Overview of the Detector DesignEdit
Detectors used in these types of experiment consist of several subdetectors, which are basically materials which interact with various particles, causing them to leave behind traces called tracks as they move through them. The innermost subdetectors (the ones closest to the collision event) are the tracking subdetectors; these interact only with chared particles (the neutral ones pass undeteced). The individual detector hits which form the tracks in this layer of the detector are refered to as tracker hits. When the particles leave the tracking chamber, their direction and energy are practically unaffected. The track data collected in the tracking chamber serves to provide directional information for charged particles. The middle layer of the overall detector consits of two types of calorimeters - the electromagnetic calorimeter which serves to detect the total energy of e-, e+, and photons, and the hadron calorimeter which measures the total energy of hadrons. The dense material in the calorimeters causes particle showers, which leave tree-like traces that, for a given particle, originate from a single point, called the vertex. (This is why the calorimeters are located behind the tracker - to enable collecting directional information first.) The tree-like tracks left by the showers are refered to as clusters, while the individual detector hits that form them are called calorimeter hits. As the calorimeters generally absorb all of the energy ot the particles they detect, specific classes of particles are not expected to be found beyond their corresponding calorimeters.

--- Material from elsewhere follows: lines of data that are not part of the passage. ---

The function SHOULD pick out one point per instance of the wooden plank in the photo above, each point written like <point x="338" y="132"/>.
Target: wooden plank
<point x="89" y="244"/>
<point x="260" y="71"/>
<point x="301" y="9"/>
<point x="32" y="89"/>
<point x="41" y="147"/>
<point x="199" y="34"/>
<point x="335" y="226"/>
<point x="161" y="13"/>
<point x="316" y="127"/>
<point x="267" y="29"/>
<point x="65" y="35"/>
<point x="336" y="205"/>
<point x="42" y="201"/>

Muons and neutrinos penetrate the tracker and the calorimeters, and continue to the muon detectors. The data collected in this way is then fed into software that uses pattern recognition and reconstruction algorithms to infer, working backwards, the particles which were involved in the detection event, up to the originator.
- In accordance with best practices in software development, the persistency system is designed in a way which hides the implementation details of the data storage mechanism from the user code (thus allowing the framework to change the underlying representation without affecting the code that uses it in a significant way, if at all).
- The simulation is ultimately a detector response simulation. The simulation stage involves, eventually, writing the data that represents the result of the simulation "triggered" by an event produced by the generator software, which can be done (after format conversion, if required) by LCIO.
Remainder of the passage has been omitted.